Nous ne voulons pas citer aujourd’hui d’exemples des premiers drames liturgiques. Ces œuvres, qui faisaient partie intégrante des offices, étaient nécessairement empreintes de la rigidité et de la sécheresse du dogme. Nous franchirons ce premier degré, et nous allons entrer sans préambule dans les couvens, asiles privilégiés, ouverts cependant à toutes les conditions, et qui, à de certains jours, admettaient des séculiers de toutes les classes à leurs fêtes. Dans ces sanctuaires de la science et de la piété, le drame religieux put se développer plus libre, plus cultivé, plus poétique. C’est là proprement qu’exista le drame au moyen-âge. La comédie que nous allons traduire est un des plus anciens monumens de cette littérature monastique. Elle a été composée vers l’an 970, par Hrosvita, religieuse saxonne, représentée à l’abbaye de Gandersheim, et jouée par de jeunes religieuses de cette maison, devant l’évêque d’Hildesheim et son clergé, probablement en présence de quelques grands officiers de l’empereur, protecteur de ce monastère, peut-être devant quelques vilains, et qui sait même ? devant quelques serfs ou gens main-mortables de l’abbaye[1]. Mais avant d’aller plus loin, je crois nécessaire d’exposer en peu de mots ce que c’était que Hrosvita, et ce que c’était que Gandersheim.

L’abbaye de Gandersheim ou de Gandesheim, de l’ordre de Saint-Benoît, fut fondée en 852, par Ludolfe, arrière-petit-fils du fameux Witikind.

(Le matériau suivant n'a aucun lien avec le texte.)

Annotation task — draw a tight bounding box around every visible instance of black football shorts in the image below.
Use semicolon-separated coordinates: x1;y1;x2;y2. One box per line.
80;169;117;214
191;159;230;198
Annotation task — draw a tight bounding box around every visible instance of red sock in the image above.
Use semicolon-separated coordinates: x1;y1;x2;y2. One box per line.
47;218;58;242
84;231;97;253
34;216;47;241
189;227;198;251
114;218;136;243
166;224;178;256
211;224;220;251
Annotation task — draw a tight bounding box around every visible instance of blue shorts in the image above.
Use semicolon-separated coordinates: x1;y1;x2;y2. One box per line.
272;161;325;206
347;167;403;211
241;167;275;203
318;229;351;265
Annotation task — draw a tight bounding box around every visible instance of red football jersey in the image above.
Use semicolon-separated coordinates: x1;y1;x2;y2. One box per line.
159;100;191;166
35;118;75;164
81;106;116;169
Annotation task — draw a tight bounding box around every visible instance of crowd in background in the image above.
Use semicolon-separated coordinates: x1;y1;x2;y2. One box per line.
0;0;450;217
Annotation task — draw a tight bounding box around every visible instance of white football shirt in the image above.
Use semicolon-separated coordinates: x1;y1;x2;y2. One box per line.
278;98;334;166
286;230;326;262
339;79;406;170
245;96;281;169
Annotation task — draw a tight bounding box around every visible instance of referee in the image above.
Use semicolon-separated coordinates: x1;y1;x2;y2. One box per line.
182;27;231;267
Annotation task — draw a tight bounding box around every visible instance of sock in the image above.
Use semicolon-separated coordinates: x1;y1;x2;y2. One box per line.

Ludolfe, d’abord comte, puis duc de Saxe, entreprit cette fondation à la prière de sa femme Oda, qui, devenue veuve en 859, se retira dans cet asile et y vécut, après la mort de presque tous les siens, jusqu’à l’âge de cent sept ans[2]. Ce monastère avait d’abord été établi à Brunshusen ou Brunshausen[3] ; mais, dès 857,

  1. Pour les serfs qui dépendaient de l’abbaye de Gandersheim, voy. Privilegium Ottonis regis primi Gandeshemensi cœnobio datum. Meibom., Script. rer. Germ., tom. II, pag. 492, seq.
  2. « Cùm decies denos septem quoque vixerat annos. » Hrosvita, Carm. de constr. cœn. Gand. — Elle mourut en 897, ayant survécu six ans à sa dernière fille Christine, décédée l’an 903. Voy. Vit. S. Bernwardi, XIII. Hildesh. eccl. episcopi, cap. XIII, ap. Leibnitz., Script. Brunsv., tom. I, pag. 446.
  3. La forme ancienne est Brunesteshusen. Voy. Vit. S. Bernwardi (sic), loc. laud., et Chronicon episcop. Hildesh., ap. Leibn., ibid., pag. 743.